PORTDIR="/usr/portage"
SYNC="rsync://rsync.gentoo.org/gentoo-portage"
USE="x86 alsa apache2 apm arts avi berkdb bitmap-fonts crypt cups curl emboss encode foomaticdb 
fortran gd gif gpm imap imlib ipv6 jpeg libg++ libwww mad mbox mcal mikmod milter motif mp3 
mpeg mysql ncurses nls ogg oggvorbis opengl oss pam pdflib perl png python quicktime readline sasl 
sdl session slang spell ssl svga tcltk tcpd tiff truetype truetype-fonts type1-fonts vorbis xml2 xmms xv 
zlib userland_GNU kernel_linux elibc_glibc"
Unset:  ASFLAGS, CBUILD, CTARGET, LANG, LC_ALL, LDFLAGS, LINGUAS, PORTDIR_OVERLAY

Comment 1 Daniel Drake (RETIRED) gentoo-dev

2005-05-12 10:47:50 UTC

Is this reproducable in vanilla-sources-2.6.12_rc4 ?

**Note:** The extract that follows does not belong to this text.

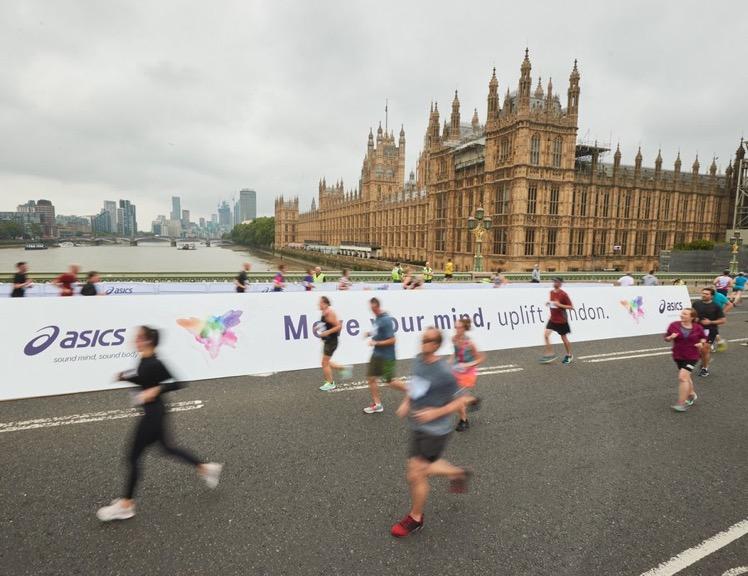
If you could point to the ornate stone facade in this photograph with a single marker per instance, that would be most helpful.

Comment 2 Paul Forgey 2005-05-12 15:39:47 UTC

It isn't reproducible in vanilla 2.6.11.7 (which I assume is the non gentoo version of the gentoo kernel giving me this problem).  Is this sufficient information or would it really help to run a release candidate of the vanilla sources?  I'm hesitant to do that because this is a production server in a DMZ.

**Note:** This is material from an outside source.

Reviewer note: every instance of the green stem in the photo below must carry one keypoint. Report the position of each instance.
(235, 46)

Comment 3 Daniel Drake (RETIRED) gentoo-dev

2005-05-12 17:42:41 UTC

Don't worry about testing 2.6.12-rc then. 

I'm thinking this might be related to bug 87403.

I'll ask around to see if anyone has ideas what might be causing this.

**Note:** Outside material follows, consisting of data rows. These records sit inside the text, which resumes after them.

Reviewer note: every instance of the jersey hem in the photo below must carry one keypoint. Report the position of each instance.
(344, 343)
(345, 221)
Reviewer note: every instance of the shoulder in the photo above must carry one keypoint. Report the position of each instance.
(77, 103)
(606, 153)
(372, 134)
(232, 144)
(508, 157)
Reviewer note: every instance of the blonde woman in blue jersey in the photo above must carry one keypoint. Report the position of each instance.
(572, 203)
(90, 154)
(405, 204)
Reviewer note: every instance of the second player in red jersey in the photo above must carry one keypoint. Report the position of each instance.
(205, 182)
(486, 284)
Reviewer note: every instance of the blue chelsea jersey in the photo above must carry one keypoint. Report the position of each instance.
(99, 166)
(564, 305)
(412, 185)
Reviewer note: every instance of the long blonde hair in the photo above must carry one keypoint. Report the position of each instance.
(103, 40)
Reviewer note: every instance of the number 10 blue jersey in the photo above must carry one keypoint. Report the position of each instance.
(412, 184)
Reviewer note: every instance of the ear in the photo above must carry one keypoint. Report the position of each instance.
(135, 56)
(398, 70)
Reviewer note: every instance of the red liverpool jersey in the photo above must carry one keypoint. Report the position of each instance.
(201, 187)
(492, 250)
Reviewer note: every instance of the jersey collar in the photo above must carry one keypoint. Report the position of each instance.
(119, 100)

Comment 4 Paul Forgey 2005-05-16 15:23:41 UTC

I just reproduced the problem in vanilla 2.6.11.7.  It is significantly harder to reproduce in the vanilla kernel, but is probably not gentoo specific after all then.

Comment 5 Daniel Drake (RETIRED) gentoo-dev

2005-05-17 03:12:03 UTC

Please try and reproduce in vanilla-sources-2.6.12_rc4

Comment 6 Paul Forgey 2005-05-17 23:37:00 UTC

(In reply to comment #5)
> Please try and reproduce in vanilla-sources-2.6.12_rc4

SCSI performance in this kernel is atrocious.  For starters, it won't properly
negotiate full speed with my U160 devices.  Too painful to run on a production
server.

Comment 7 Daniel Drake (RETIRED) gentoo-dev

2005-06-26 02:35:29 UTC

2.6.12 is out now. Any chance you could try and reproduce there?

Comment 8 Paul Forgey 2005-06-27 12:26:31 UTC

Just installed it.  I will have to let it run for a few days before I can say for certain.  I will update this bug 
with what happens by the end of this week.

Comment 9 Paul Forgey 2005-07-01 02:12:34 UTC

So far it is behaving itself!

Comment 10 Daniel Drake (RETIRED) gentoo-dev

2005-07-05 11:53:50 UTC

Great, please reopen if it happens again.